Tim, as a Corbyn supporter I've never been under any illusion that he can win this time round; in fact, last year I had it from a very senior Labour person - an Owen Smith supporter at the time - that all the top brass understand that Labour cannot win the next general election (at the time seen as 2020), whoever was the leader, because of the electoral arithmetic. So Corbyn will lose, but it won't - all - be his fault. It will be a complex mixture of his faults, PLP undermining, the media, and the general rightward drift of British life.
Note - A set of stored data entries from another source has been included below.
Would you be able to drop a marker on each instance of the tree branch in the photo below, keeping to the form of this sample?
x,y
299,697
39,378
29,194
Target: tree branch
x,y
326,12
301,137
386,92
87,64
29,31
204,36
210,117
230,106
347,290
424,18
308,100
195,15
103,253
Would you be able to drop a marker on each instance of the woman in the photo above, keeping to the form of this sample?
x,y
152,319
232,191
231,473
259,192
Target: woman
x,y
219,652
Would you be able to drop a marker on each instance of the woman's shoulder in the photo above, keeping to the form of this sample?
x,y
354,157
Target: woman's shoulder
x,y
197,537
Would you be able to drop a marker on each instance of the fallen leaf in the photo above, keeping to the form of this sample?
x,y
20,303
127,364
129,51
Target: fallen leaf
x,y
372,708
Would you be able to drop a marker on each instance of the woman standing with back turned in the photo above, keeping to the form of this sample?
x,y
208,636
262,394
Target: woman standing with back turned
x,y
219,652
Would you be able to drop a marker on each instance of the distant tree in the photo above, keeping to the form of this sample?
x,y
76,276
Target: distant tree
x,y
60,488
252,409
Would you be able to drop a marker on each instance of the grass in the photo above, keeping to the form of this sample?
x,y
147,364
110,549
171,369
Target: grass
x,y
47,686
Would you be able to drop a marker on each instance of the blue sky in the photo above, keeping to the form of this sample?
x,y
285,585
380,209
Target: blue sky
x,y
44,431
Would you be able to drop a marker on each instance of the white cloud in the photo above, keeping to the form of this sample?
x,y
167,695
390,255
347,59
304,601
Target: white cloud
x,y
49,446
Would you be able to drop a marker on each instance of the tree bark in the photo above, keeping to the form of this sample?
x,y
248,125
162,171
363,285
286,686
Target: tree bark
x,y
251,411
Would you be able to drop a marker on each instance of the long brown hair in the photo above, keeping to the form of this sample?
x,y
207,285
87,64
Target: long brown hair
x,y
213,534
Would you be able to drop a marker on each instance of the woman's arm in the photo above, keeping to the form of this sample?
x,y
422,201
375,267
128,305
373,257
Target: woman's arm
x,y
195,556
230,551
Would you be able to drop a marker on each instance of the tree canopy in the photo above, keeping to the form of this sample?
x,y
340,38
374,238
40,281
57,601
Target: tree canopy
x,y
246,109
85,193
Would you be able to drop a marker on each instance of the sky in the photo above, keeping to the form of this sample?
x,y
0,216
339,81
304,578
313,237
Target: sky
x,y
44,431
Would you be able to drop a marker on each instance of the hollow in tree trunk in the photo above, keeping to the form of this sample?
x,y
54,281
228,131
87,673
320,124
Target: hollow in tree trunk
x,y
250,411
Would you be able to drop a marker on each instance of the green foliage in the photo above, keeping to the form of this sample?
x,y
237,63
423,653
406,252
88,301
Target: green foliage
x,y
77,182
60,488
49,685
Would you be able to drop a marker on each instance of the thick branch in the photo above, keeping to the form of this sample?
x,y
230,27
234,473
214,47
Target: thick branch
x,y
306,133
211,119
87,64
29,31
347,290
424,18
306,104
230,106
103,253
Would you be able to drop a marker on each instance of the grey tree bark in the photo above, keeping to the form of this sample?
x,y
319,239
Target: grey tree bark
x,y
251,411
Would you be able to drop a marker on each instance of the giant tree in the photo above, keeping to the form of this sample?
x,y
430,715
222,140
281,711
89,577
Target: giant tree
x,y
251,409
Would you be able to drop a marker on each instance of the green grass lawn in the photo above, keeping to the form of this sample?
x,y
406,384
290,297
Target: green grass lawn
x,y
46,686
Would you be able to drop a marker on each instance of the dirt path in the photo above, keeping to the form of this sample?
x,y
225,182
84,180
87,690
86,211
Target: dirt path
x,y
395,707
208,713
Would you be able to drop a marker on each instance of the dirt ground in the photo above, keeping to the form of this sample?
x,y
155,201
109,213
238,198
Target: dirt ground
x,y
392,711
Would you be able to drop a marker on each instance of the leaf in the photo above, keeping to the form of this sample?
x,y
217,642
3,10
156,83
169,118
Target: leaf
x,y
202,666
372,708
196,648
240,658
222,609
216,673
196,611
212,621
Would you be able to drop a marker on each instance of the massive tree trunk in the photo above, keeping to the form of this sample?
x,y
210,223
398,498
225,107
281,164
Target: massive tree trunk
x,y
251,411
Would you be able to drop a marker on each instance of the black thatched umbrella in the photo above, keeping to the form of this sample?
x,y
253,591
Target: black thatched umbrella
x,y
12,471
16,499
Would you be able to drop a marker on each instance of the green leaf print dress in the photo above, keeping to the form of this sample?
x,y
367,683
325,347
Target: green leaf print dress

Hysterical articles like this don't get anywhere near the truth I'm afraid, and it does you a disservice to keep wheeling it out every few weeks.

And I would be happy to make a small wager that the margin will be closer to 5% then 11% on the day.

Malcolm Redfellow said...

@ john riches:

last year I had it from a very senior Labour person - an Owen Smith supporter at the time - that all the top brass understand that Labour cannot win the next general election (at the time seen as 2020), whoever was the leader, because of the electoral arithmetic.

Forgive me pointing out that was largely based on the assumption that 2020 would be fought on the revised Electoral Commission boundaries, and a 600-seat Commons.

Whether a large Tory influx in the Commons would countenance a smaller House and certain Tory losses in 2022 remains to be seen ... My guess would be job-security trounces electoral changes every time.

Just one more for the those of the Precious Chosen Few ("let all the rest be damned ..."):

He who would lead must articulate the wants, the frustrations and the aspirations of the majority. Their hearts must be moved, so his words must be attuned to their realities. If he speaks in the old false categories, they will listen and at first nod their heads, for they hear a familiar echo from the past; but if he persists, they begin to appreciate that he is no longer with them. He must speak with the authentic accents of those who elected him. That means that he should share their values, that he is in touch will their realities.

That's Nye Bevan, as quoted by Neil Kinnock to Labour Conference, 1983.

john riches said...

'Forgive me pointing out that was largely based on the assumption that 2020 would be fought on the revised Electoral Commission boundaries, and a 600-seat Commons.'

I don't need to forgive you, thanks, as he said 'regardless of the boundary changes' - he was talking about the historic shift away from Labour, and how it would take years to turn it around.

Rivo said...

@Spenny - "What's most interesting to me in all this is that it seems like it's not that people who don't like Corbyn just aren't voting, they're actively transferring to the Tories. I'd be very interested to know the reasons behind this."

Not the only factor, but anyone who dared express anything other than total adulation for JC and was subsequently told they might as well just be Tories perhaps did just that...

Anonymous said...

@Malcomm Redfellow
"I believe that the foundation of democratic liberty is a willingness to believe that other people may perhaps be wiser than oneself."
And that would be a man who believes in party policy or a Blairite who thinks he knows best? A Blairite who speaks "with the authentic accents of those who elected him", Assuming he is elected by his old chums from public school?

Malcolm Redfellow said...

@ Anonymous, 15.11 hrs:

For Nye Bevan old chums from public school would now be very old, and involve Sirhowy elementary school. For Neil Kinnock it would be Lewis School, Pengam.

In both cases, the accents were "authentic".

Anonymous said...

@Malcolm
He said 'with the authentic accents of those who elected him.'

Or as they said of keeping John Prescott, "He can at least talk down to the working classes in their own accent."